[ML] Support revoking inference default endpoint authorization #121326

jonathan-buttner · 2025-01-30T19:29:49Z

This PR implements the ability to revoke authorization for default endpoints. When a node boots up, it makes a call the EIS gateway. If the gateway returns a list of model ids that does not include one of the default endpoint models, we will revoke authorization. To revoke authorization, we instruct the ModelRegistry to remove the default endpoints that were absent from the authorization response from its in memory cache. The ModelRegistry then performs a delete-by-query to remove the inference endpoint ids.

I also added a check in the deletion code path to prevent users from deleting default endpoint ids.

…e-auth-revoke

jonathan-buttner · 2025-01-30T20:25:31Z

...in/java/org/elasticsearch/xpack/inference/action/TransportDeleteInferenceEndpointAction.java

        ClusterState state,
        ActionListener<DeleteInferenceEndpointAction.Response> masterListener
    ) {
+        if (modelRegistry.containsDefaultConfigId(request.getInferenceEndpointId())) {


This change will prevent REST calls from deleting default inference endpoints.

jonathan-buttner · 2025-01-30T20:26:02Z

...plugin/inference/src/main/java/org/elasticsearch/xpack/inference/registry/ModelRegistry.java

        }));
    }

+    // TODO should we add a lock on the default model id so we can't attempt to delete it while we're adding it?


Should we add the default model ids to the lock map while they're being persisted?

I'm fine with leaving it as is? I'm thinking the worst case scenario is:

Thread 1 starts persist

Thread 2 starts delete

Thread 2 finishes delete

Thread 1 finishes persist

But the next call will just redo the delete? And we won't get stuck in some sort of a delete -> put loop? Maybe? The only risk that I see is that the storeDefaultEndpoint is potentially called as part of _xpack/usage, so it is running frequently in some environments.
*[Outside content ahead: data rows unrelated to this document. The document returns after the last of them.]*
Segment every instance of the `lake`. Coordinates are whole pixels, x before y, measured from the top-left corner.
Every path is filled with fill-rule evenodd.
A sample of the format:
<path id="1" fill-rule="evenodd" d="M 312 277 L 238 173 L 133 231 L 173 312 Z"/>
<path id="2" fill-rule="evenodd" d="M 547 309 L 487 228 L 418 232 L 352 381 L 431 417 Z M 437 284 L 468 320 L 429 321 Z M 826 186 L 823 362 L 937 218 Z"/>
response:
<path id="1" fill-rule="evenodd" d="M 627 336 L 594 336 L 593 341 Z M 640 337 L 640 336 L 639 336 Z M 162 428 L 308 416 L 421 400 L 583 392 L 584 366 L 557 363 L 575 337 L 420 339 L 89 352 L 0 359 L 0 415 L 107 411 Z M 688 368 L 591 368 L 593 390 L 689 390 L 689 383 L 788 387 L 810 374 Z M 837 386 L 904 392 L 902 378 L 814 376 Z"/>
Yeah now that I think about it more I'm not even sure that's possible at least at the moment. The only way we would add a new default endpoint that has a possibility of being deleted would be when a node boots up for EIS. A single node wouldn't try to add the EIS default endpoints and delete them.

Two separate nodes could run into a situation though: Where node A gets the authorization response and begins persisting the default endpoints. Node B boots up but the authorization request fails for some reason, it would then attempt to delete the default endpoints.

It looks like we're not aborting conflicts though so I'd expect one of those calls to succeed and then when another node restarts it would remove the default endpoint eventually.

jonathan-buttner · 2025-01-30T20:27:29Z

...plugin/inference/src/main/java/org/elasticsearch/xpack/inference/registry/ModelRegistry.java

        DeleteByQueryRequest request = new DeleteByQueryRequest().setAbortOnVersionConflict(false);
        request.indices(InferenceIndex.INDEX_PATTERN, InferenceSecretsIndex.INDEX_PATTERN);
-        request.setQuery(documentIdQuery(inferenceEntityId));
+        request.setQuery(documentIdsQuery(inferenceEntityIds));


Interesting side not, delete by query will not fail if it can't find an id. Which is helpful here because for the revoking of authorization situation, we don't really care if the model exists already or not, just that it is removed if it did exist.

jonathan-buttner · 2025-01-30T20:28:20Z

...rc/main/java/org/elasticsearch/xpack/inference/services/elastic/ElasticInferenceService.java

+            authorizationCompletedLatch.countDown();
+        });
+
+        getServiceComponents().threadPool()


This is being called from the onResponse of an action listener. Which is probably already on a utility thread but just in case we'll kick off a new one.

jonathan-buttner · 2025-01-30T20:28:41Z

...rc/main/java/org/elasticsearch/xpack/inference/services/elastic/ElasticInferenceService.java

+     * @param waitTime the max time to wait
+     * @throws IllegalStateException if the wait time is exceeded or the call receives an {@link InterruptedException}
+     */
+    public void waitForAuthorizationToComplete(TimeValue waitTime) {


Making this public so I can access it in the integration tests that were created.

jonathan-buttner · 2025-01-30T20:32:48Z

@elasticmachine merge upstream

elasticmachine · 2025-01-30T20:32:51Z

There are no new commits on the base branch.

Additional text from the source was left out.